Monday Market Minute | Apr 13, 2020
CERB payments begin flowing — fiscal stimulus becomes the backstop for private market portfolios
What Moved
The Canada Emergency Response Benefit began distributing payments in the first week of April, with over 5.6 million applications processed by mid-month — a staggering number for a program launched in weeks. CEWS approvals accelerated, keeping millions of Canadians on payroll even as businesses remained shuttered. The combined fiscal response exceeded $200 billion in direct spending and liquidity support. Mortgage deferral rates continued to climb, reaching approximately 15% of all Canadian mortgages. However, the income floor provided by CERB reduced the probability that deferrals would convert to actual defaults.
Why It Matters
The speed and scale of the fiscal response was the single most important variable for private credit and MIC investors.

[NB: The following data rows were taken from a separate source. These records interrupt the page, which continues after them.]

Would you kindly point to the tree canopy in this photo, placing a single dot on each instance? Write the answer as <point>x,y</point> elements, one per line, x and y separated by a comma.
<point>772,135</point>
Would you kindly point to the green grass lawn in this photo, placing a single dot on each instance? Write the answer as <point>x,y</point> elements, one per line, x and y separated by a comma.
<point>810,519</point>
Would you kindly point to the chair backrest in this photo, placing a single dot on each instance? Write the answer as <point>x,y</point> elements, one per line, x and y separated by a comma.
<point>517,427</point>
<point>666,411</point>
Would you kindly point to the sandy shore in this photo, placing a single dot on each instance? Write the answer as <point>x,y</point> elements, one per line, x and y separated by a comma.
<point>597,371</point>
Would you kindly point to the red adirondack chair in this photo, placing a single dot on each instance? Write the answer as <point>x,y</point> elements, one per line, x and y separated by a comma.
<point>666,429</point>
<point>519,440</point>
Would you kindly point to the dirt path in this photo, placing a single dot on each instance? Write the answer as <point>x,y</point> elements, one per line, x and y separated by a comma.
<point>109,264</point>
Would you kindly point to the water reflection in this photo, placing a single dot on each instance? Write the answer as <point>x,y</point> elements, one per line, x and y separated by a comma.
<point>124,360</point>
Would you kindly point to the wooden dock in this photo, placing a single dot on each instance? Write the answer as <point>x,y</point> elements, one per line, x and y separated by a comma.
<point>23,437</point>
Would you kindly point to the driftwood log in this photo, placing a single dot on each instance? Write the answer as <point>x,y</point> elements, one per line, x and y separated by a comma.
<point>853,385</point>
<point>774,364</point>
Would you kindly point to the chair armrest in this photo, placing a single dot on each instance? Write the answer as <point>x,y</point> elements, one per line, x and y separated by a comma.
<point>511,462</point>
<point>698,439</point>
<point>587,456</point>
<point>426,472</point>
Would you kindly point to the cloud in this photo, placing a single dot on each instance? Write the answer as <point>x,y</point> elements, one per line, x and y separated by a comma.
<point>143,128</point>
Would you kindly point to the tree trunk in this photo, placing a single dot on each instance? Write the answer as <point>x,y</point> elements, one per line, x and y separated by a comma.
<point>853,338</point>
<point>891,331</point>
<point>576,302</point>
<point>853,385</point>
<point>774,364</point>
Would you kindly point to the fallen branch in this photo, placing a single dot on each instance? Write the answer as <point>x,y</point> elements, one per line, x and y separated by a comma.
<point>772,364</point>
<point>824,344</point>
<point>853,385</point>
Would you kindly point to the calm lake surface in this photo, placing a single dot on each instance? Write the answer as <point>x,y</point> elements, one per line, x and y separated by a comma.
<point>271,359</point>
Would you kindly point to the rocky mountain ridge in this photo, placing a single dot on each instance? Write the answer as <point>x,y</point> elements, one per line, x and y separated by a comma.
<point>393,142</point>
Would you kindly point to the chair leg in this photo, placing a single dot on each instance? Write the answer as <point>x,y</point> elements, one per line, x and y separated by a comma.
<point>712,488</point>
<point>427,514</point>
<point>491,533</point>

CERB effectively transformed a potential solvency crisis into a managed liquidity event. Borrowers who might have defaulted could instead defer payments while maintaining household income. For private credit portfolios, the fiscal backstop reduced tail risk — the worst-case scenario of cascading defaults became materially less likely.
Signal to Watch
Monitor StatsCan employment data for April. The magnitude of job losses would indicate how long CERB would need to remain in place to prevent credit deterioration.